Three questions about the devastating tornado outbreak last weekend

Three questions about the devastating tornado outbreak last weekend

On Friday night, an unusually violent and long-lasting tornado erupted across six states. It caused at least 88 deaths, damaged houses, and divided communities. Disaster relief workers continued to search for missing persons in the wreckage.

Tornado outbreaks-meaning a series or clusters of tornadoes that occur continuously-may be One of the deadliest record on file. Its 200-mile route through Arkansas, Illinois, Missouri, Mississippi, Tennessee, and Kentucky has almost no precedent.Tornadoes are also unusually strong, and the wind Speed ​​may be as high as 205 mphMeteorologists are still analyzing the data, but on the strength of the enhanced Fujita scale tornado (ranging from 0 to 5), it may be classified as an EF4 or EF5 storm.

In order to learn more about what caused this tornado to be so destructive, the state of the planet is Chiara Lepore, Who studies natural disasters at Columbia University’s Lamont-Dougherty Earth Observatory.

What made the tornado last weekend so unusual?

Chiara Lepore is an associate research scientist at Columbia University’s Lamont-Dougherty Earth Observatory.

It’s important to note that it’s too early to know exactly how many tornadoes actually occurred, or to learn more about the intensity of tornadoes and the size or length of their paths, but from Preliminary report The characteristics and destructiveness of the tornado outbreak last weekend were few, and there may even be no precedent.

From the preliminary report, it seems (again, we should be cautious until the National Weather Service office end Their Investigation work) We may be observing a three-state/four-state tornado, which may have stayed on the ground for more than 200 miles, and the parent supercell that caused the major tornado to erupt May have driven more than 600 miles. We are observing a number of high-intensity tornadoes, the intensity of which exceeds EF3 Enhanced Fujita Scale.

Fortunately, these statistics are actually not common, and definitely not common at this time of the year. In addition, this outbreak occurred farther north than the typical area where tornadoes erupt in winter.

What conditions caused the severity of the storm?

It’s really-like some Excellent scientist Say in front of me — An example of a “perfect storm” in severe weather.

Very warm and humid air with record-breaking high temperatures-for example, in Nashville, 83 degrees Fahrenheit, and the dew point in the 1970s. The situation in mid-December or autumn is indeed atypical, but it is more like spring.Coupled with very strong and continuous windshear, the conditions for severe weather outbreaks have matured, and the National Oceanic and Atmospheric Administration’s Storm Prediction Center has determined Two days in advanceThe powerful low-pressure system moving eastward interacts with these conditions, pulling the warm and humid air further north. All these ingredients gathered together, mainly producing a very big and strong storm. Moreover, the area with these conditions is very broad and can exist for a long time.

In addition to atmospheric conditions, this outbreak Untie at night And pass through Densely populated area, Thereby increasing its danger to humans.

Is it related to climate change?

The answer is complicated—or more complicated than the “yes” or “nos” of some other processes. I think we can split it in two: have we seen changes in tornadoes recently? Do we know whether we should anticipate changes in tornadoes in the future and in a warm climate?

Regarding the recent past, the changes in tornadoes are “subtle”. For example, we did not see “obvious” trends, such as annual totals.Until this outbreak, in fact, for 2021, we are Well below average In terms of tornado events. As we all know, storm reports have very large year-to-year changes in the occurrence of tornadoes. What seems to have changed recently is where these tornadoes occur– Shifting to the east of the U.S. — And their timely “gathering”, there may be fewer tornado days in a year, but More tornadoes will occur when they erupt.

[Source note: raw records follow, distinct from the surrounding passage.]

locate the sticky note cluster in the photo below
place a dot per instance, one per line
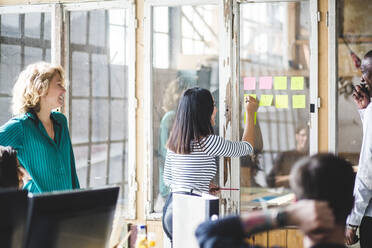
(279, 83)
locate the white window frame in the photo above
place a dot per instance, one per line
(58, 13)
(224, 73)
(25, 9)
(314, 99)
(130, 208)
(332, 77)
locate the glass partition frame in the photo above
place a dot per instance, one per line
(313, 73)
(129, 210)
(223, 75)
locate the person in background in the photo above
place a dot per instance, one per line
(192, 147)
(361, 216)
(320, 212)
(10, 176)
(279, 174)
(171, 98)
(38, 134)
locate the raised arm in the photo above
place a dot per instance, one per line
(251, 106)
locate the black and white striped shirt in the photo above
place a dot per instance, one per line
(197, 169)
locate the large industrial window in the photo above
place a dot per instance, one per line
(22, 42)
(97, 51)
(353, 41)
(101, 96)
(274, 68)
(185, 53)
(235, 49)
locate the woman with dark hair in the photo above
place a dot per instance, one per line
(191, 149)
(9, 172)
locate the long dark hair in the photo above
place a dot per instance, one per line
(193, 120)
(8, 167)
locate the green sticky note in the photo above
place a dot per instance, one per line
(281, 101)
(266, 100)
(280, 83)
(252, 95)
(245, 117)
(299, 101)
(297, 83)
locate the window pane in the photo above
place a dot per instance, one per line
(199, 30)
(116, 163)
(174, 70)
(98, 166)
(10, 25)
(274, 67)
(80, 111)
(17, 51)
(32, 25)
(99, 75)
(81, 161)
(79, 32)
(80, 73)
(99, 81)
(161, 51)
(352, 37)
(119, 109)
(100, 120)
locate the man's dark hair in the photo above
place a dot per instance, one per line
(328, 178)
(8, 167)
(193, 119)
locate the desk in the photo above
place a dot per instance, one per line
(258, 198)
(285, 238)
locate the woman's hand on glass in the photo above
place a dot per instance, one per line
(251, 104)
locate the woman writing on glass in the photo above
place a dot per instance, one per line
(191, 150)
(38, 134)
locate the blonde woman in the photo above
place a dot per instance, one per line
(39, 134)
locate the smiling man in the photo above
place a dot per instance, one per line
(361, 216)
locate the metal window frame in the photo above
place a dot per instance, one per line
(25, 9)
(148, 84)
(313, 40)
(332, 77)
(67, 8)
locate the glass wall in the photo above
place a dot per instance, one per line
(98, 103)
(24, 39)
(354, 41)
(274, 68)
(185, 54)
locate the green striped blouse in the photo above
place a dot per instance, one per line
(48, 161)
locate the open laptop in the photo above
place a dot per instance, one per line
(81, 218)
(13, 216)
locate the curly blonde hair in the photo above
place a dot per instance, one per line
(32, 84)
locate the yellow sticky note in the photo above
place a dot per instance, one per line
(266, 100)
(299, 101)
(281, 101)
(280, 83)
(252, 95)
(297, 83)
(245, 117)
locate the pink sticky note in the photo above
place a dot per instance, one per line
(266, 83)
(249, 83)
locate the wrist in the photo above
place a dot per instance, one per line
(354, 228)
(280, 218)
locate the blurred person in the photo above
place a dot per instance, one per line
(171, 98)
(320, 212)
(361, 216)
(192, 147)
(279, 174)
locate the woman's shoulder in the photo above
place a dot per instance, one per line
(59, 116)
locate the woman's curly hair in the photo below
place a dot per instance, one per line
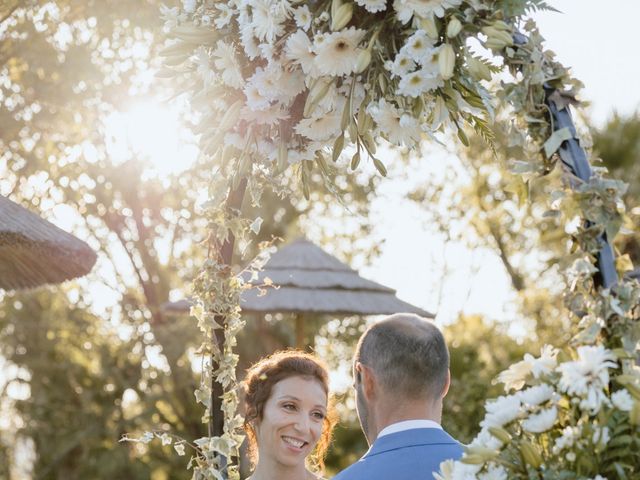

On the contrary, regarding the possible link between climate change and tornadoes, one of the main challenges in understanding the prediction of severe storms in the future is to analyze how/when/where our planet will be in a warmer climate (i.e. climate model , For example contained in CMIP6) Cannot directly simulate severe storms, so tornadoes cannot be simulated.

The spatial scale of severe storms—producing hail, tornadoes, and destructive linear winds—usually represents only a small fraction of the typical grid size of these models. In a way, the model “can’t see them.”

What the model can reproduce is the large-scale atmospheric volume, when they appear in certain combinations, they are known to cause severe storms.

In fact, US climate model predictions indicate that as our planet continues to warm, the likelihood of conditions favorable to strong storms in general will increase. The main driving mechanism is temperature increase and moisture increase, which are some of the main components of storm updraft.One Recently Published My work with many other co-authors attempts to quantify these changes based on global CMIP6 data. The expected increase in conditions conducive to severe storms varies globally. For the United States, we expect that from now on, every 1 degree Celsius increase in global temperature will increase by 14-25%. However, there is a big caveat: these are an increase in the frequency of conditions conducive to severe weather, they are not real storms, only some of these storms will produce tornadoes. So the uncertainty is still great.